Now Dick Cheney, he’s a real life ghoul, one of  those creatures who, every time you think they're dead they come back to life again on Fox News. That a whole network is staffed by zombies, is a perfect example of how we are terrified of all the wrong things in this life - and evidently the afterlife is even worse.
But on October 31st, I too will be answering my door bearing a bowl filled with tribute, because I don’t want to spend half of November pulling toilet paper out of my rain gutters. But who remembers that this is also Reformation Day, when, in 1546, Martin Luther nailed his “95 Things I Hate About The Pope” to the front door of the Wittenberg Castle Church and was later arrested for deformation of church property. So, logically, children could be going door to door, calling, “Treat or I’ll nail your butt to the door, you papist low life, and, oh, by the way have you got any Jews hiding in here?” So I guess we’re lucky we got the screwed up holiday we did get. It could have been far worse.
The truth (as if that ever mattered about holidays) is that Martin Luther defiantly nailing his arguments to the church door was probably as real as the legend of George Washington chopping down a cheery tree; neither one really happened. And that may be yet another reason why you never see Martin Luther costumes on Halloween Night. I did see a George Washington once, but that was so long ago the costume was probably made in the United States.

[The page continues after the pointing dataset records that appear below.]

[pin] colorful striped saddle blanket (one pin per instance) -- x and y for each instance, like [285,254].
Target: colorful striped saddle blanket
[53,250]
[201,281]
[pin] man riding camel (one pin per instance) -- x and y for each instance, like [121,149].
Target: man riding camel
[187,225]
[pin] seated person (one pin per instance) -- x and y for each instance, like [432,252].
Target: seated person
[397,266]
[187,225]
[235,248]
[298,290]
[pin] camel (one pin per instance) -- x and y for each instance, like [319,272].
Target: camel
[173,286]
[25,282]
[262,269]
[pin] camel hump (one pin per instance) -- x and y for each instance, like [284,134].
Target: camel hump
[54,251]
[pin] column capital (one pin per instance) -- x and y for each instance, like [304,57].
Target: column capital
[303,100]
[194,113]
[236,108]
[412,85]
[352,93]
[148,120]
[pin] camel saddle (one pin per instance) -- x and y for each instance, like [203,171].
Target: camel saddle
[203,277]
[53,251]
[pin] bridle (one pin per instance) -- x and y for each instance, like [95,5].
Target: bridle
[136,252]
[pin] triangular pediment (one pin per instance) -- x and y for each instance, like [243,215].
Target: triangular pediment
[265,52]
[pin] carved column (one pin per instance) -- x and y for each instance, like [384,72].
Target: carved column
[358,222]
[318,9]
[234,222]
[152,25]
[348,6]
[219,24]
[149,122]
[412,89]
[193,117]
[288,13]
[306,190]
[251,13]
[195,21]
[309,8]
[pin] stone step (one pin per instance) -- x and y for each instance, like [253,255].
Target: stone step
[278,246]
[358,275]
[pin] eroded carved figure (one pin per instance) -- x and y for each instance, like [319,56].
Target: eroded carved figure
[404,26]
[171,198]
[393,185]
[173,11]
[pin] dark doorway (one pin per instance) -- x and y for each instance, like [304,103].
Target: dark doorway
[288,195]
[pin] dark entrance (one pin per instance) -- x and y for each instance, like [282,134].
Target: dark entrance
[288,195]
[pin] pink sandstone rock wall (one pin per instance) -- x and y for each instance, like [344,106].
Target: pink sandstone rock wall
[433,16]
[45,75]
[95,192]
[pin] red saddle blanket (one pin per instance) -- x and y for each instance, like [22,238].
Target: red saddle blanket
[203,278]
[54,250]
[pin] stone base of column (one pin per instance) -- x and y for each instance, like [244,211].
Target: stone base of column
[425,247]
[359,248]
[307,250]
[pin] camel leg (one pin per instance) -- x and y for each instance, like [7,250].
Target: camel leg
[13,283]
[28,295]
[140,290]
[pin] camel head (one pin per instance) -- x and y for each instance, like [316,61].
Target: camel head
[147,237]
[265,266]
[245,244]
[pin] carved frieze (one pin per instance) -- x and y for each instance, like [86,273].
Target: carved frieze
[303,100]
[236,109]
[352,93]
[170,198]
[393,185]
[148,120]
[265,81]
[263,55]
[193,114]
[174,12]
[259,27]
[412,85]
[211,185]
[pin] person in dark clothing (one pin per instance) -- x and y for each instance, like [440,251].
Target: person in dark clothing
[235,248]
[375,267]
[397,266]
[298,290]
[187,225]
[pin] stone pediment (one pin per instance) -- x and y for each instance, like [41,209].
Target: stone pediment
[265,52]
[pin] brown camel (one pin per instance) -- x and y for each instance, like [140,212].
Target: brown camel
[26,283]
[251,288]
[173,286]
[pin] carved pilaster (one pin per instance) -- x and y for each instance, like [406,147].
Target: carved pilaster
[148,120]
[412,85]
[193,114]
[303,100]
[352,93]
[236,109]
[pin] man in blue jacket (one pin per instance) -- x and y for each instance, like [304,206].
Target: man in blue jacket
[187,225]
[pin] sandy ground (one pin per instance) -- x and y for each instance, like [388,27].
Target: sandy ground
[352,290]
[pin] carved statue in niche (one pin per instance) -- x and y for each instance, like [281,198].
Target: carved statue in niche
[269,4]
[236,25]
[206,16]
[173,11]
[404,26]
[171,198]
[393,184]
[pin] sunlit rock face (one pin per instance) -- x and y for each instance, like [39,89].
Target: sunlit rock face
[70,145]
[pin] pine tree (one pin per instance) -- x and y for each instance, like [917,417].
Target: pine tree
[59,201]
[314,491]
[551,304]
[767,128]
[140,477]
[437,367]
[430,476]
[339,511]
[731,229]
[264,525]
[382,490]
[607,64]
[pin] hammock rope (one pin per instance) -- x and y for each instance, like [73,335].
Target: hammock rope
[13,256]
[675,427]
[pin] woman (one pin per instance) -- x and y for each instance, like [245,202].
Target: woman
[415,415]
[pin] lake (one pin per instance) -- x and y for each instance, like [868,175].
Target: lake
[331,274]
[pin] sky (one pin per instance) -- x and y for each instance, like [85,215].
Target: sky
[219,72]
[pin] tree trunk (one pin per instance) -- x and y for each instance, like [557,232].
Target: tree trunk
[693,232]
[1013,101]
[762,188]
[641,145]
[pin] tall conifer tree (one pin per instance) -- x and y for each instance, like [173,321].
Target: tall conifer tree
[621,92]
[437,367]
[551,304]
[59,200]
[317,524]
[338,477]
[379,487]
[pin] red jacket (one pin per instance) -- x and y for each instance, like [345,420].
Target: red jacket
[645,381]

This year Americans will spend over $6 billion on this mish-mash of a holiday. Almost all of our black and orange fix, like cocaine, is provided by overseas suppliers who have no other connection to us, and although that kind of chump change would barely support the occupation of  Afghanistan for a month, it does work out to about $65 per family this year. Our family is not spending anywhere near that much, so I figure Donald Trump and his Wall Street buddies must be spending like a billion each to make up for what us po' folks are'nt spending anymore - call them  the ghoul creators.
About 4 million Americans will even be buying costumes for their dogs this year, like PetSmart’s spider web dog collar for $12, or PetCo’s dogie Pumpkin dress- up for $16. It gives a whole new meaning to the term "Puttin' on the dog". Still, this canine costume capitalism is surprising. considering that dogs and skeletons would seem to be a natural costume combo, popular with dogs as well as the humans. And once the holiday was over you would not have to store the costume -  you just let Rover bury it.
But as a nation we seem determined to spend as much as possible, to prove the depth of our emotional commitment to this “dead holiday thing”.  We, as a nation, will be putting 2 million pirates (mostly boys) on the streets Wednesday  night, along with 4 million princesses (mostly girls) to look cute, forcing adults to follow behind them, as a back-up muscle. At the ring of the door bell us older folks, cowering in our homes, then answer the door armed with only a half-empty bowl of bite sized Three Musketeers, and hope that is enough to buy us protection for another year.
And that is where all smart adults should be, dreading the sound that fills the night with horror and chills the bones; “Trick or treat, trick or treat, give us something good to eat. Or else.”  Yes, Trick or Treat, and bon appetit, my fellow cowering masses. And if you survive this night, you have two weeks until the next horror; election day!